Thus, the ugliness of the interface should not be mistaken for incompetence. It is the aesthetic signature of a platform that has fully externalized the costs of annoyance, distraction, and visual fatigue onto its users while internalizing the benefits of behavioral compliance. What appears as chaos is, in fact, a stable equilibrium under an objective function hostile to taste, restraint, and silence.
\section{Avatars, Stickers, and the Coercion of Performativity}
The introduction and subsequent entrenchment of avatars and animated stickers marks a decisive shift from voluntary expression to enforced performativity. These elements do not merely offer additional modes of self-representation; they function as compulsory intermediaries through which interaction is increasingly expected to pass. Their presence alters the ontology of participation itself, transforming silence, restraint, or textual precision into anomalous behaviors that the system persistently attempts to correct.

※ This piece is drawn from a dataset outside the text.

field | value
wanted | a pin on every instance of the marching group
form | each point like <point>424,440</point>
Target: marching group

Avatars are especially revealing in this regard. Ostensibly framed as tools for personalization, they instead produce a homogenized field of expression whose uncanny affect derives precisely from its attempt to simulate individuality through constrained templates. The resulting figures are neither abstract nor human, but occupy an unsettling middle ground that invites projection while resisting identification. Their creepiness is not incidental. It emerges from the tension between imposed cheerfulness and the absence of genuine intentionality, a tension exacerbated by their repetitive deployment across unrelated contexts.
Stickers amplify this problem by collapsing communication into prefabricated emotional tokens. Where language permits gradation, hesitation, and ambiguity, stickers impose discrete affective states that are instantly legible to the system and easily counted. The mandatory textual footers reveal the true function of these artifacts. Each sticker is not merely an utterance but an advertisement for further compliance, a recursive prompt embedded directly within social interaction. Expression is thus never allowed to terminate; it must always point back toward deeper integration with the platform's representational machinery.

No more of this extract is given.